Btw 1700f isn't that hot just enough to give it a solid red glow. Not hot enough to work with the metal just yet. 2400f furnaces are hot.
Read up a little and it seems you can age stainless. But the precipitation hardening of the steel occurs when the stainless is made, correct? Precipitation hardened stainless contains different ingredients that as far as I know can't be added during the heat treating process. So you mean you're just heat treating precipitation hardened stainless?
I was always I fascinated by metalugy but was just the grunt worker. I did get to talk to our metalurgist quite often and saw how the science side of it worked and why we heat treated the metals.
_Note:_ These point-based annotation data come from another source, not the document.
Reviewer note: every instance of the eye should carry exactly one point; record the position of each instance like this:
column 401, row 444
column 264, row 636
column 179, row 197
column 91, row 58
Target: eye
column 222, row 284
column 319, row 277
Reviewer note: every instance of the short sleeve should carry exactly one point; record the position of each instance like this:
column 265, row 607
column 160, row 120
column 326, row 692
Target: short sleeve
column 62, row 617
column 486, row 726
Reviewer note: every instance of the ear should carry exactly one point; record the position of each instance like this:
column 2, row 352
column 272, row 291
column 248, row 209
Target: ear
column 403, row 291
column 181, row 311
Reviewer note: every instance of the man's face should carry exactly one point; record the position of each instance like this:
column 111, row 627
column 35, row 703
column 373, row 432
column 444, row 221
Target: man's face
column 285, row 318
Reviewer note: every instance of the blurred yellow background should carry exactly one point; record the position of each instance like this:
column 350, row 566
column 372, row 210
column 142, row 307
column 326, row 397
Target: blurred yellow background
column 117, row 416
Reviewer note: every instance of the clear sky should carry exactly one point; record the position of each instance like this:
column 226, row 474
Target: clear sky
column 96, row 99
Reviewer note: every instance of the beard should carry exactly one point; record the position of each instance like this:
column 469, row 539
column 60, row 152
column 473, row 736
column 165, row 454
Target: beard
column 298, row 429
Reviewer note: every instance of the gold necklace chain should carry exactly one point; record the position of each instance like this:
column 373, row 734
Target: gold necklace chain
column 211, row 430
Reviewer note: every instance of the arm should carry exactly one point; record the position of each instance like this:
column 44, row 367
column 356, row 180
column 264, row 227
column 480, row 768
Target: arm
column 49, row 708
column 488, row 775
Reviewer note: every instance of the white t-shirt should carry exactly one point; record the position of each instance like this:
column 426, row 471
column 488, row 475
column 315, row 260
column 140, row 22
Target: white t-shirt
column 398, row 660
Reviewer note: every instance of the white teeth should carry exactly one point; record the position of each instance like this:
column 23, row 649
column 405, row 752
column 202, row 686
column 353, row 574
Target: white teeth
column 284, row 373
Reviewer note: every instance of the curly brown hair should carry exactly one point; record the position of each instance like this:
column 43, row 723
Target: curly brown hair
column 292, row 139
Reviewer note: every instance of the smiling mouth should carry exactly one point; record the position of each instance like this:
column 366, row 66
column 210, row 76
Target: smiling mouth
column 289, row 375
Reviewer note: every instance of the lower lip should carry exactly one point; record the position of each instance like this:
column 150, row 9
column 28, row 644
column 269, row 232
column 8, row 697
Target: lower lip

i'm solution treating the stainless steel. One thing to note is that the steel I'm working with is actually relatively carbon-free < 0.04% C). Your typical steel will have carbon up to ~0.1-0.2% usually, IIRC. i do have another sample that i'll be solution treating and ageing though.
what's happening in the steel (not to treat you like an idiot, just explaining it) is that all of your alloying elements will go into solid solution when you hit the annealing temperature (~1700F or so). Since this steel is carbon free, it actually isn't very hard at this point. The nickel content provides phase stability and basically keeps all of the alloying elements in despite falling temperatures as you air cool (normally you have to quench in water/oil to get fast enough cooling rates to lock all of the alloying elements in). One benefit of this is that you avoid warping/distortion from an oil/water quench.
So now that all of the alloying elements are "locked in" so to speak, you can precipitate them out by heat treating again at lower temperature (say 900F). This will cause some of the alloying elements to precipitate out into intermetallic compounds that provide a huge degree of strengthening.
The cool part is that because precipitation hardening is the strengthening mechanism, you can heat treat PH steels over and over and the (mechanical) properties won't change that much (in theory. i'm sure in practice things like residual stresses will play a huge role).
Standard carbon steels work the other way around. When the carbon enters into solution at the annealing temperature, you get solution hardening. You then quench to keep the carbon in and end up with an extremely hard, extremely strong but very brittle steel, and when you heat treat, you actually get precipitation softening and increased ductility.
Hope that was helpful in explaining how PH and plain carbon steels work in general
🙂 There are some other cool ones - duplex/dual phase, ausformed, etc but I don't know much about those really.